Vale referir, quanto ao dano moral, que, via de regra, não pode ser considerado como in re ipsa, visto que não é presumido pela simples ocorrência do ilícito. O reconhecimento do dano ocorre quando trazidos aos autos dados suficientes à conformação do convencimento do magistrado acerca da existência não só da conduta ilícita, mas também do prejuízo dela decorrente. Entre eles deve, necessariamente, existir o nexo de causalidade, que nada mais é do que a situação probante da relação entre a conduta ilícita e o dano causado.

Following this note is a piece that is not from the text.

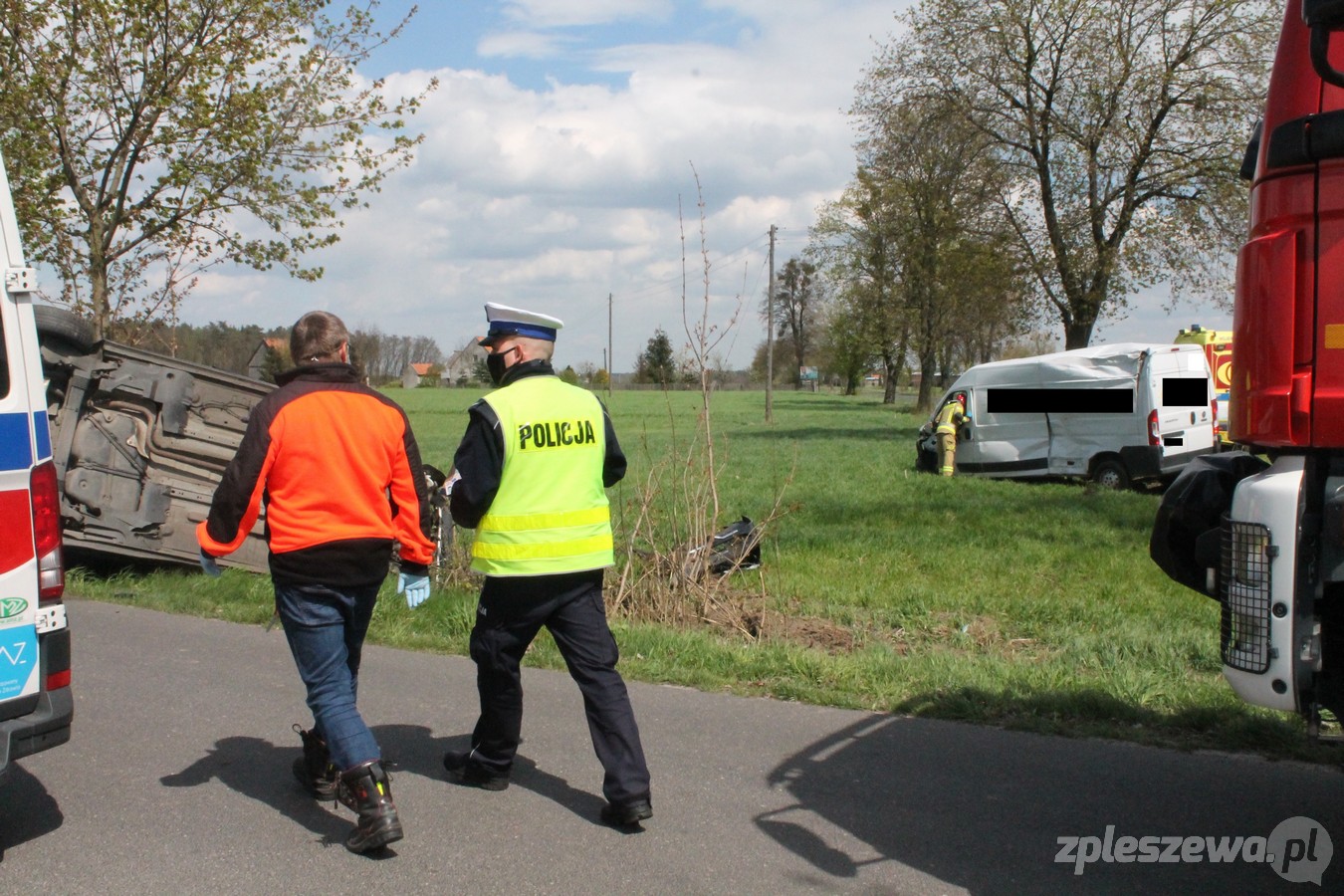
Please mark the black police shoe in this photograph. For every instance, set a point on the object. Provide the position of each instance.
(468, 774)
(626, 814)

A reparação do dano moral pressupõe que a conduta lesiva seja de tal monta a provocar no lesado dor e sofrimento aptos a ocasionar modificação em seu estado emocional, suficiente para afetar sua vida pessoal e até mesmo social. O dano moral é aquele que, embora não atinja o patrimônio material da vítima, afeta-lhe o patrimônio ideal, causando-lhe dor, mágoa, tristeza.
Desse modo, é importante salientar que o dano moral, apto a ensejar a indenização respectiva, não se confunde com mero transtorno ou dissabor experimentado pelo indivíduo. Assim, as circunstâncias fáticas do caso concreto devem ser avaliadas com cuidado, a fim de verificar se são relevantes para acarretar a indenização pretendida. Em suma, não se prescinde de uma cuidadosa análise dos fatos ocorridos, pois, caso contrário, qualquer transtorno passível de ocorrer na vida em sociedade daria ensejo ao ressarcimento a título de dano moral, o que não se revela proporcional.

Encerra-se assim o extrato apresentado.